Le décret n°2013-799 du 2 septembre 2013 supprime l’indicateur 040. En conséquence, à compter du 9 septembre 2013,

  • Les entrepreneurs qui étaient cotés 040 retrouveront une cotation 000. Ils recevront un courrier de la Banque de France pour les informer de la mesure.
  • Ceux qui n’ont vécu qu’une seule procédure de liquidation judiciaire au cours des 5 (et non plus 3) dernières années se verront attribuer la cotation 000.

Peut-on en conclure avec enthousiasme que les 150 000 dirigeants aujourd’hui cotés 040 vont, dès lundi prochain, munis de leur nouvelle cotation 000, être accueillis à bras ouverts par leur banquier ?
Ne rêvons pas !…

Tout d’abord parce qu’il existe de nombreux outils pour retrouver les entreprises (et notamment celles qui ont fait l’objet d’une procédure collective) qui ont été dirigées par une personne… à commencer par les outils de la Banque de France.

Ainsi, le module 56 « Fonctions de direction » recense les fonctions de dirigeant d’une personne. La Banque de France le décrit comme suit : « Découvrez ici un véritable curriculum vitæ du dirigeant de l’entreprise, avec le détail de chacune des fonctions qu’il exerce, ou qu’il a exercée ainsi que la cotation de la société concernée. »

Il existe aussi le module 54 « Principales participations » que la Banque de France présente de cette manière : « Découvrez tous les domaines dans lesquels investit votre client ou prospect, en faisant le point sur ses participations et leur cotation Banque de France. »

Ces deux modules (comme tous ceux présentés dans le guide du FIBEN) sont accessibles à tous les banquiers, qui n’auront aucune difficulté à faire le lien entre une personne et une entreprise.

En conséquence, on vous disait il y a quelques jours que votre demande de prêt ne pouvait être acceptée du fait de votre cotation personnelle 040 ; demain, on trouvera un autre motif pour ne pas financer votre projet. Au pire, on ne vous donnera pas de motif du tout.

Ensuite, parce que, dans le cas de l’entrepreneur individuel, toutes ses dettes (tant professionnelles que privées) sont concernées par la procédure de liquidation judiciaire.
Lors de la clôture de cette procédure, la mesure d’interdiction d’émettre des chèques est suspendue (article L643-12 du code de commerce) mais, si certains crédits à la consommation demeurent impayés, l’entrepreneur restera inscrit au FICP.
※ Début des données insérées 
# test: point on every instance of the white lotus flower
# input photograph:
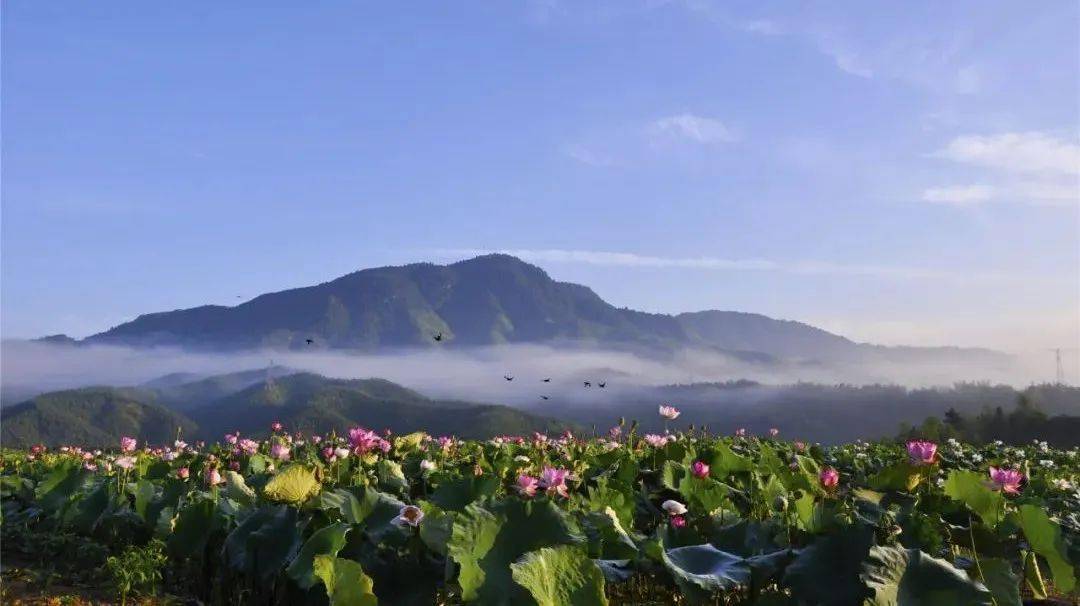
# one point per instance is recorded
(673, 508)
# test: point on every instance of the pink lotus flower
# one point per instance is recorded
(213, 476)
(280, 452)
(527, 485)
(655, 440)
(410, 515)
(1007, 480)
(829, 477)
(920, 452)
(670, 413)
(699, 469)
(553, 480)
(673, 508)
(364, 441)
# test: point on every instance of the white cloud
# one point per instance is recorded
(1015, 152)
(765, 27)
(606, 258)
(588, 157)
(1022, 167)
(693, 128)
(960, 194)
(1047, 193)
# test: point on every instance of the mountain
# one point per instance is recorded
(315, 404)
(93, 416)
(183, 391)
(485, 300)
(248, 402)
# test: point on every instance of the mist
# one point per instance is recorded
(31, 367)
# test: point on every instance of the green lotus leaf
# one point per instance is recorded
(1044, 536)
(292, 485)
(324, 541)
(561, 576)
(703, 570)
(908, 577)
(971, 488)
(345, 580)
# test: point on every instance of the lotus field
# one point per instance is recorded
(683, 516)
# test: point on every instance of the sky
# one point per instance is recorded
(899, 174)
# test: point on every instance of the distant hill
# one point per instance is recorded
(485, 300)
(198, 391)
(313, 403)
(250, 402)
(93, 416)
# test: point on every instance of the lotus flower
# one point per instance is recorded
(364, 441)
(699, 469)
(673, 508)
(829, 477)
(1007, 480)
(527, 485)
(213, 476)
(670, 413)
(655, 440)
(920, 452)
(280, 452)
(409, 515)
(553, 480)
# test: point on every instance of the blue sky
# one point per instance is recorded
(901, 174)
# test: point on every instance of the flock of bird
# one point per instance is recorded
(439, 337)
(601, 385)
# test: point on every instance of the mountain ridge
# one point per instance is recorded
(490, 299)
Rappelons pour terminer qu’il n’existe pas dans notre pays de droit au crédit… ni de droit aux moyens de paiement (chéquier, carte bancaire,…).

En conséquence, même si l’entrepreneur est coté 000 au FIBEN et qu’il n’est inscrit ni au FCC pour des chèques sans provision, ni au FICP pour des impayés sur des crédits à la consommation, il ne pourra jamais obliger une banque

  • À lui ouvrir un compte (sauf dans le cadre de la procédure du droit au compte)
  • À lui consentir un prêt
  • À lui délivrer un chéquier et/ou une carte bancaire

On peut donc s’interroger sur la pertinence de cette mesure qui a donné naissance au décret publié hier… et sur la connaissance du monde bancaire dont disposent ceux qui l’ont demandée.
Ne nous leurrons pas ; la disparition de la cotation 040 n’est pas de nature à faire courir aux banques un risque démesuré.

Seul le temps nous dira si les 150 000 radiés ont, d’un coup de baguette magique, retrouvé une solvabilité suffisante aux yeux des banques.

À défaut, ceux qui ont exigé que cette mesure soit prise et ceux qui ont fait le nécessaire pour qu’elle soit mise en œuvre devront reconnaître… qu’il s’agit d’un coup d’épée dans l’eau.